Before charter reform unfolded, Portland Solutions was created to cut red tape and siloing to solve high-priority livability problems. The program continues, but the inevitable tradeoff between fast action and effective fixes remains a thorn.
A dispute over taming a small triangle of land along the Interstate 405 at Northwest 16th and Couch streets is an example.
Boulders have become a common approach to deterring camping in the public domain. It’s hard to pitch a tent on jagged rocks, after all. But nearby neighbors say the same nuisances—drug activity, garbage and human waste—thrive between the boulders, where they are harder to remove.
Laura Curry knows what it’s like to live near a boulder garden, and it is no solution, in her eyes.
Curry lives in the Empress Condominiums at Northwest 16th and Burnside, directly south of a triangle known as Couch Plaza, which was created by the closure of a section of Northwest 15th Avenue three years ago.
The Portland Bureau of Transportation installed boulders along the edge of that triangle closest to the freeway. On the eastern side of the freeway is a larger, older boulder field.
“Boulders are a lazy, expensive, ugly intervention and punish the surrounding community members who live here,” she said. “Boulders will create a dump site for human feces, discarded drug paraphernalia, garbage and graffiti. I see it in other areas that have boulders.”
Curry has for the moment fought off the city’s plan to extend the boulder treatment to the rest of Couch Plaza, which has remained mostly free of camping and garbage, thanks in part to Curry and her neighbors.
“I see Couch Plaza out my kitchen window,” Curry wrote to a city official who had intended to cover the entire plaza with boulders. “I see people walking their dogs, passing through the plaza, even playing Frisbee. This area has been consistently cleaned by myself and other neighbors. We have policed the area.”
The full boulder treatment was ordered by Anne Hill, the director of the Public Environment Management Office and head of Portland Solutions, before she hit the pause button after getting pushback.
“I demand that any boulder placement is paused until all neighbors, PEMO and representatives from District 4 City Council come together to discuss this and all possible strategies through a normal community engagement process,” Curry wrote Hill.
Last month, Hill told the NW Examiner, “Based on the feedback from the residents, we reduced the scope of the project to the state property and are monitoring activity.”
“If the students at Cathedral School continue to be impacted, we will reassess further stabilization,” she had written in March.

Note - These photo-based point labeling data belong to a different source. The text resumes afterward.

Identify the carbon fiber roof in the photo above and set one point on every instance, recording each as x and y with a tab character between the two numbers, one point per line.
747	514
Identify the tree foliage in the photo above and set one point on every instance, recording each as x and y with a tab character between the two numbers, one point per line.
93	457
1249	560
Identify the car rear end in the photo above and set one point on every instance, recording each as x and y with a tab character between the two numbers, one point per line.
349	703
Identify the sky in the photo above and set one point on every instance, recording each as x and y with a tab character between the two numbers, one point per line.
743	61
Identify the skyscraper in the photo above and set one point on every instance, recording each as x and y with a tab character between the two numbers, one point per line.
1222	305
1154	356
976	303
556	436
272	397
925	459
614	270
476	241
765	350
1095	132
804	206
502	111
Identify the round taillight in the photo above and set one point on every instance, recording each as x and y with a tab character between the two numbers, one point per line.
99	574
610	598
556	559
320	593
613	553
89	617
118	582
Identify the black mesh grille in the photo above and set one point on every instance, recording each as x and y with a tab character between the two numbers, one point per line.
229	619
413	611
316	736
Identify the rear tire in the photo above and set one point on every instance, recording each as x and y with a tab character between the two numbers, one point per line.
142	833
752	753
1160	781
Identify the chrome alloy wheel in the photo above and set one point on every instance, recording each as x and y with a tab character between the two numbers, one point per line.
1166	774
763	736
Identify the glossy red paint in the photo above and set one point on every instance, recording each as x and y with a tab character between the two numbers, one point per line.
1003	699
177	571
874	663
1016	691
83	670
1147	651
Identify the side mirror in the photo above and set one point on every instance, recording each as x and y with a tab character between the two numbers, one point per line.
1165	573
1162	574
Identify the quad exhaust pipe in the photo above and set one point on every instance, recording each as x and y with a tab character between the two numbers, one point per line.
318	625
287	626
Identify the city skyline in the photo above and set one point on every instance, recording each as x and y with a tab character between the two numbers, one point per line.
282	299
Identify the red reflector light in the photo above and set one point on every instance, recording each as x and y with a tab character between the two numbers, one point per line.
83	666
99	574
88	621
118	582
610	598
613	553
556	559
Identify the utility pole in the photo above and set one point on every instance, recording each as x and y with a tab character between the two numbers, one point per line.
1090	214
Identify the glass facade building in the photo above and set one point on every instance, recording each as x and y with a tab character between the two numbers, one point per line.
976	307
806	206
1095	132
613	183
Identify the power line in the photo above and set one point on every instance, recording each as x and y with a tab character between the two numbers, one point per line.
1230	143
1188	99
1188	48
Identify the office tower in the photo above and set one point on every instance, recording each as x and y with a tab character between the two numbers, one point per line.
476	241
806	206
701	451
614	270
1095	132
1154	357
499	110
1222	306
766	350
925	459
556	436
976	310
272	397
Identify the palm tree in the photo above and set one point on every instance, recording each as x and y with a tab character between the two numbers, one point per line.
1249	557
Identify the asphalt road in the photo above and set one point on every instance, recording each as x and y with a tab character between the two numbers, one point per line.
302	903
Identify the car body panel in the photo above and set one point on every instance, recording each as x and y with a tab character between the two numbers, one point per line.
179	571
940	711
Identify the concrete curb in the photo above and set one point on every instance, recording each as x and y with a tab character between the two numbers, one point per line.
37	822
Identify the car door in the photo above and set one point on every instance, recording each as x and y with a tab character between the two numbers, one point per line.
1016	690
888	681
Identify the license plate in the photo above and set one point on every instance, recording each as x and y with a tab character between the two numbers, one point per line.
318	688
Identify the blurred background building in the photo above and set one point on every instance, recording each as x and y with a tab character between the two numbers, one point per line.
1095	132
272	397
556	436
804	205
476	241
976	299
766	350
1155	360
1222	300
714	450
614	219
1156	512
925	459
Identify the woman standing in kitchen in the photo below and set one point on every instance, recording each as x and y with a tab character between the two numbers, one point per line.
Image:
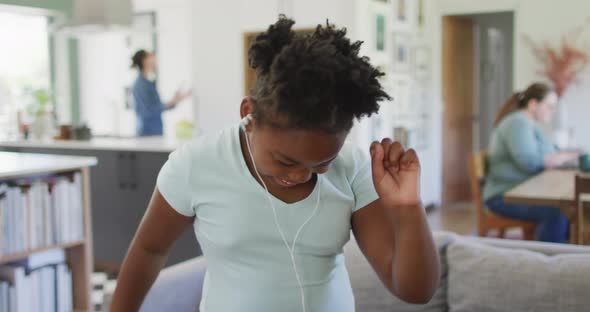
147	103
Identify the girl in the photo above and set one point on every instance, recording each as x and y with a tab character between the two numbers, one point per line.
518	150
148	106
272	201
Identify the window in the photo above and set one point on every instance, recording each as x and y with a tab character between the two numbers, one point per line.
24	63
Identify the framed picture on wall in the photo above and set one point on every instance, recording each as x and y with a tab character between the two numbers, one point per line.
380	32
420	15
402	52
421	61
403	14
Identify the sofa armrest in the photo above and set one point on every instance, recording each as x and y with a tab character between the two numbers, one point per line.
177	288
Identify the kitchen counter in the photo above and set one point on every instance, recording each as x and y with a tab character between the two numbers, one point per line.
122	183
139	144
20	164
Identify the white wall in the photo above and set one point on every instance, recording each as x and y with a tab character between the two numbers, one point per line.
218	59
104	70
175	55
218	47
540	19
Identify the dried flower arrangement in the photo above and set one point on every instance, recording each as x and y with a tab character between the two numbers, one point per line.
563	63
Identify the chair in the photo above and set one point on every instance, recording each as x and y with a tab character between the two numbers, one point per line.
582	192
486	219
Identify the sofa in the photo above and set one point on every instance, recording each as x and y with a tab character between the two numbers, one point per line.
478	274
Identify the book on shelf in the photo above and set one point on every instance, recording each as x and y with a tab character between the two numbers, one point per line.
41	283
38	212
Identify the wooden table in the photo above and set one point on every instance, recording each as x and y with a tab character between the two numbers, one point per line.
550	188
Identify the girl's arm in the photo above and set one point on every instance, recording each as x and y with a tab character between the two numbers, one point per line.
393	232
160	227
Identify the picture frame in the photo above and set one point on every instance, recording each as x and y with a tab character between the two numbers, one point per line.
420	15
402	45
421	62
404	12
380	33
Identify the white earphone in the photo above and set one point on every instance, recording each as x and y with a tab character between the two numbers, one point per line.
245	122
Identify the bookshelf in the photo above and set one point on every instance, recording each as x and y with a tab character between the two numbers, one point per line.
78	252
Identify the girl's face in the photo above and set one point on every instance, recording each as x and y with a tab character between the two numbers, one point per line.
543	110
149	62
290	157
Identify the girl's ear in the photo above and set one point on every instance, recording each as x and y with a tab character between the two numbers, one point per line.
246	107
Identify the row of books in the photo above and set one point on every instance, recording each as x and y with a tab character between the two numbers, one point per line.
40	212
40	283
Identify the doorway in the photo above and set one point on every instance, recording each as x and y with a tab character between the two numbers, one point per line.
477	74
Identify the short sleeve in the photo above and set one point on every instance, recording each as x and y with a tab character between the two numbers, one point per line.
174	183
362	179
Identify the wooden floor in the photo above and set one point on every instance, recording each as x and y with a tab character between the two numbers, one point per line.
458	218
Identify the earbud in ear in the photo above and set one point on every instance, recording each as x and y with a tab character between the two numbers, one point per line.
246	121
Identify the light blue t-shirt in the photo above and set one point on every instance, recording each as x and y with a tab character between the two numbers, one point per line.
516	153
249	267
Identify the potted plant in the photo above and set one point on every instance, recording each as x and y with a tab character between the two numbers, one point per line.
40	109
562	64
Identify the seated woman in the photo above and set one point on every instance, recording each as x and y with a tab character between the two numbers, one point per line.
518	150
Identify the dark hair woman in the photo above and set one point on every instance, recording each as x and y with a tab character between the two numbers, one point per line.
518	150
273	200
147	103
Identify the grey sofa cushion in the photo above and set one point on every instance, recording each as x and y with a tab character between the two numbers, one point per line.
178	288
487	279
370	294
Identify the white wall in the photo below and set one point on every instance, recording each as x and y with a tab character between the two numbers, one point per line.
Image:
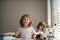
13	10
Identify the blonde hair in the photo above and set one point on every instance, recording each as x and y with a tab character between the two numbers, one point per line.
21	20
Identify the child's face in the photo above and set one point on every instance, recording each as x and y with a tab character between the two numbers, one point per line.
26	20
40	27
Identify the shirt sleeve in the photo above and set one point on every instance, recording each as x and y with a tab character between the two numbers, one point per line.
33	31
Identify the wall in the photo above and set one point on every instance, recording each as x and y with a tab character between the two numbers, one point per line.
13	10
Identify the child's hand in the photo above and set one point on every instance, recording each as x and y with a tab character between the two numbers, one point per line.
17	34
33	36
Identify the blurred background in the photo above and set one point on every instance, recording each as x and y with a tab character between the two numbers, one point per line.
12	10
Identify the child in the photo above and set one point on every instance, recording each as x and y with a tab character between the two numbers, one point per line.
25	30
40	31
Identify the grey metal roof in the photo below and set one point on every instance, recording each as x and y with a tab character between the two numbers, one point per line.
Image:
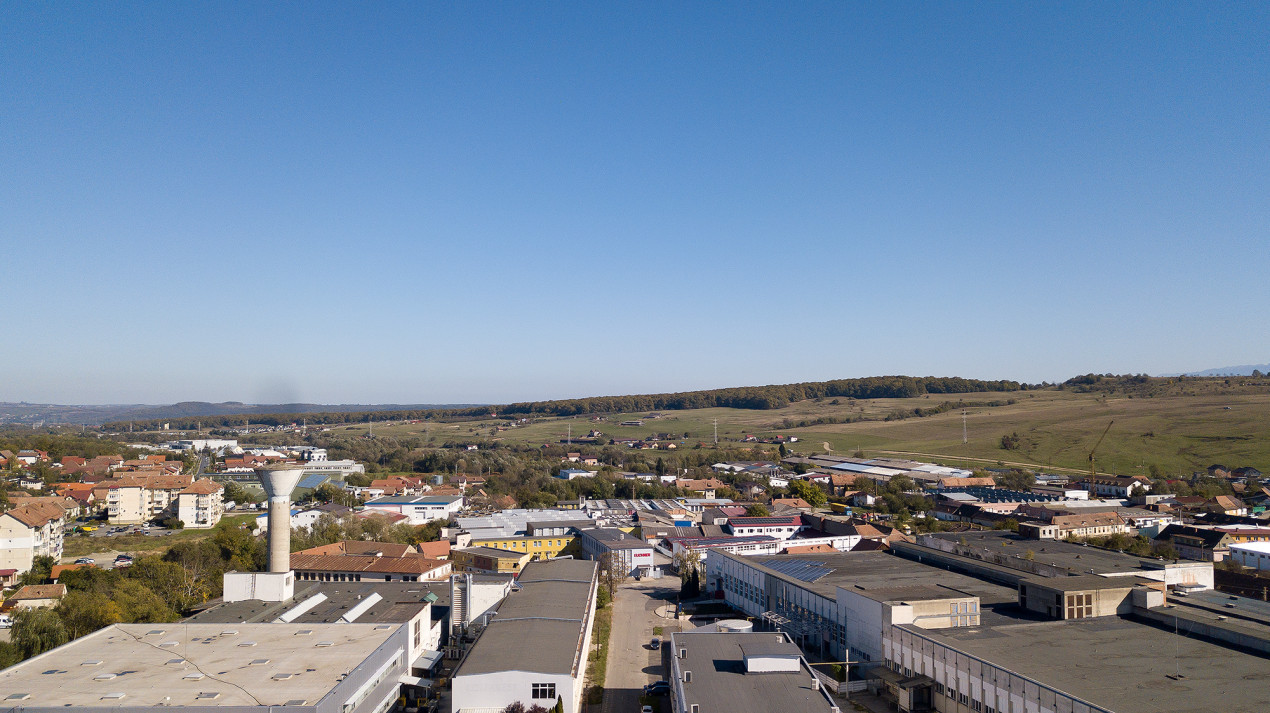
802	570
720	683
1119	664
398	603
540	627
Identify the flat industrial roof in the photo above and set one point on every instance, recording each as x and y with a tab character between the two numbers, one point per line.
1119	664
194	665
720	681
396	603
882	576
1087	582
540	627
1068	556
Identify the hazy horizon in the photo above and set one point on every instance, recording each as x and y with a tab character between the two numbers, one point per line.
404	203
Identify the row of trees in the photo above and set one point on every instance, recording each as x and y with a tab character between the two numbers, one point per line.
154	589
746	397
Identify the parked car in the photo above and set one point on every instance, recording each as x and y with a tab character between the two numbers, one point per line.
657	688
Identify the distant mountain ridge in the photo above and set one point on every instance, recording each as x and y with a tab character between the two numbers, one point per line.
106	413
1246	370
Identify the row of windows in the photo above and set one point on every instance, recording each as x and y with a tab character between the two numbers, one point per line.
352	577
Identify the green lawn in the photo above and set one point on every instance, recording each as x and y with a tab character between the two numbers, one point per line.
1180	431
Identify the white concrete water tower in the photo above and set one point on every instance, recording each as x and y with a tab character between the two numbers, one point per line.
278	482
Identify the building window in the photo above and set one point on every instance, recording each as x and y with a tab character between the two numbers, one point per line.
1080	605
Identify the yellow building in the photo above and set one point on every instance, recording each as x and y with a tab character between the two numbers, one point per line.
488	561
537	548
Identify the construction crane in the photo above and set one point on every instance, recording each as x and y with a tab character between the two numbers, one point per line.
1092	473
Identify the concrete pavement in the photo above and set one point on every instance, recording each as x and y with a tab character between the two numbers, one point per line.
631	661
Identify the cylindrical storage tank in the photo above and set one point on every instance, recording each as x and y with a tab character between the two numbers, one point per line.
278	482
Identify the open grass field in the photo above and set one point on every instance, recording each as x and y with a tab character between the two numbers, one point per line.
1180	428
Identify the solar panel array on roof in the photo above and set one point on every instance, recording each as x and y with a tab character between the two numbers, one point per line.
802	570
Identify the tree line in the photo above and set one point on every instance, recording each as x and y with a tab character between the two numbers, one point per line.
744	397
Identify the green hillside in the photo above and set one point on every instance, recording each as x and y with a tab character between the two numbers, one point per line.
1176	426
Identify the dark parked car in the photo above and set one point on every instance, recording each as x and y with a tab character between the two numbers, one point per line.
658	688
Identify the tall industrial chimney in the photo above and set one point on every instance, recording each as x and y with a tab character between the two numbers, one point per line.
278	482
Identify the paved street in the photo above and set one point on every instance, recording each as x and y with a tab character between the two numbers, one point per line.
631	660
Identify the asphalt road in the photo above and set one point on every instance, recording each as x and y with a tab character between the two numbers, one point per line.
631	660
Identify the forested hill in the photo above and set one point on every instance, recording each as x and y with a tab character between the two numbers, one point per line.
742	397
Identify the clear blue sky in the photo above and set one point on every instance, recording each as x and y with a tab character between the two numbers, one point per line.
489	202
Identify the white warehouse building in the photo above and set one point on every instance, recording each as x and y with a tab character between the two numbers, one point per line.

Most citizens might have called that a victory and moved on. But Curry is an internationally published writer who teaches a course on the ethics of community engagement, and she expected more from the city.
“I and selected neighbors were emailed a notice from PEMO's Anne Hill stating when and where boulders would be installed two days in advance of said installation. And, to maintain an aura of suspense, Ms. Hill will decide if bouldering the entire plaza is required based on one group's decision—and hers. There has been absolutely no discussion with the community at large. This is not simply a Cathedral School situation.
“This is not a dictatorship, Anne,” Curry wrote to Hill. “I expect to have a conversation with the community at large. What I do not expect is to be told how and what this public space will be without public engagement.”
As a resident of the NW I a can attest that boulders are not the solution! How do we check Multonamah County funding misguided, and honestly, ratchet "Non Profits" i.e. PPOP from mainlining addicts???
No brainer as far as I'm concerned.
Sincerely,
Your local taxpayer.
My hunch is that if you looked at the voting record of Laura Curry you would see she is part of the problem…with votes for people such as Hardesty, Rubio, Eudaly, Schmidt, Kafoury, JVP, Mitch Green and Keith Wilson. With these type of elected officials, the only option is to boulder the whole city.